[Ovmsdev] CAN-3 broken again?

Michael Balzer dexter at expeedo.de
Sun Jan 14 00:24:33 HKT 2018

Part one (TX queue) done & pushed.

OVMS > can can1 status
CAN:       can1
Mode:      Active
Speed:     500000
Rx pkt:                  236657
Rx err:                       1
Rx ovrflw:                    0
Tx pkt:                  106378
Tx delays:                    4
Tx err:                       0
Tx ovrflw:                    0
Err flags: 0x800caa

TX performance is rock steady on can1 -- the delays occurred when sending the stop charge request (as expected). I can't test can2/3, Greg & Geir, could you…?

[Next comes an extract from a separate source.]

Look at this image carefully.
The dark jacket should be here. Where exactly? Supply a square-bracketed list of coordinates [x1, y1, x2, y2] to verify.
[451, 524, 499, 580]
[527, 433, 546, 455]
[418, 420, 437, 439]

The TxCallback can't be used on the mcp2515. The ISR can't query the IRQ register, so the TX IRQs are now also handled by the RxCallback(). As the TX IRQs need
to be cleared before loading the next frame, this needs another SPI call. I hope that doesn't introduce new problems.

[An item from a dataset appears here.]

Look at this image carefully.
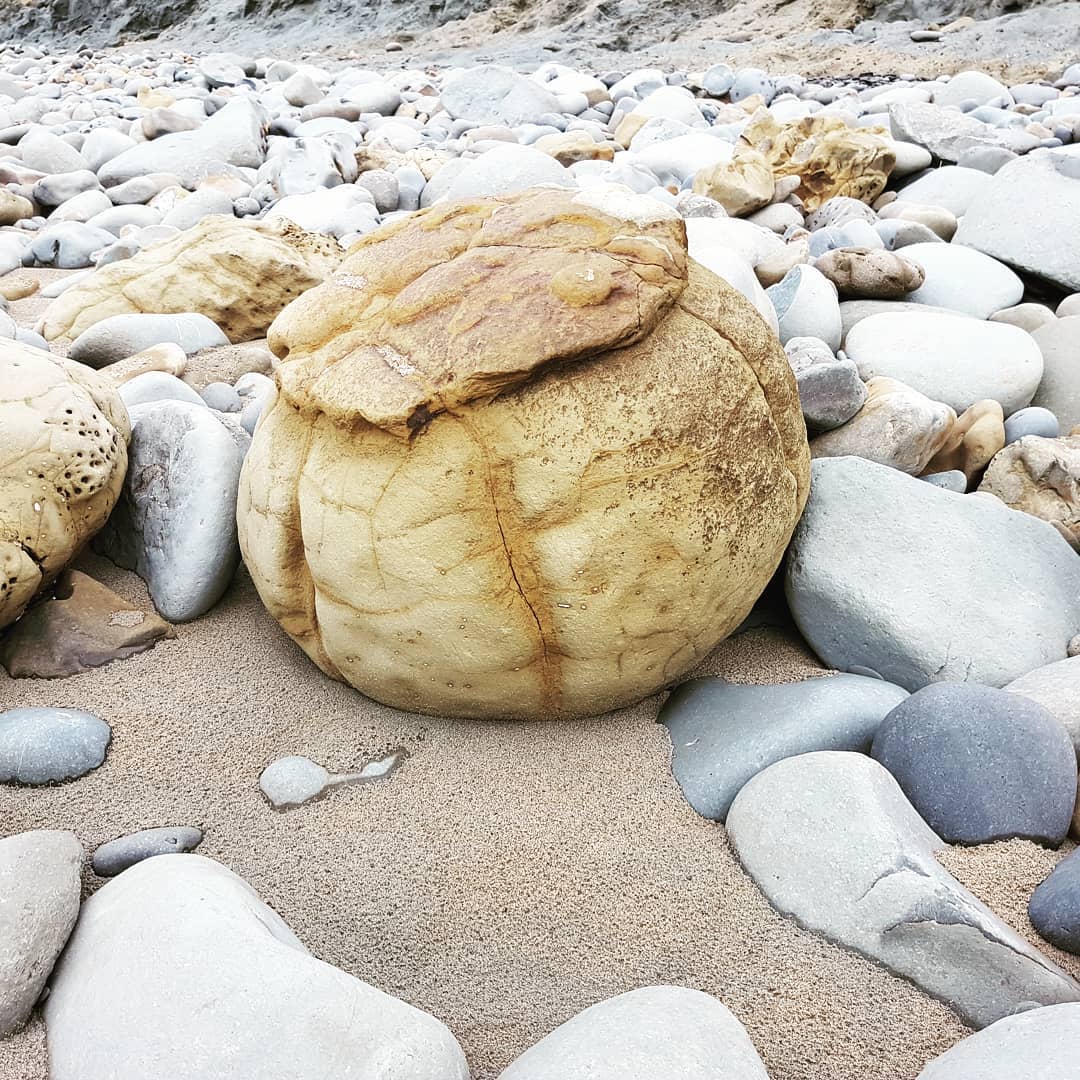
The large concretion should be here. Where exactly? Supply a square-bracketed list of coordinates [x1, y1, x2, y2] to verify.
[237, 186, 810, 720]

No changes are necessary to the application code (well, except you can remove any hard coded delays now). The TX queue has a length of 20 frames and will
automatically be used by the drivers when no TX buffers are free.

If an application wants to know whether a frame was sent immediately or gets delayed it can check the return code of the Write() method. Write() now also can
take a second parameter for the maximum wait time for space in the TX queue to become available if it's full (default 0 = fail immediately if queue is full).

I also added logging of CAN errors. It's currently activated by "can … trace on", I don't think this needs to be active by default, just for CAN issue debugging.

E (45718) can: Error can1 rxpkt=3 txpkt=0 errflags=0x800caa rxerr=1 txerr=0 rxovr=0 txovr=0 txdelay=0
E (83528) can: Error can1 rxpkt=7483 txpkt=226 errflags=0x800caa rxerr=1 txerr=0 rxovr=0 txovr=0 txdelay=0

…that's also a first part of the logging extension (part two).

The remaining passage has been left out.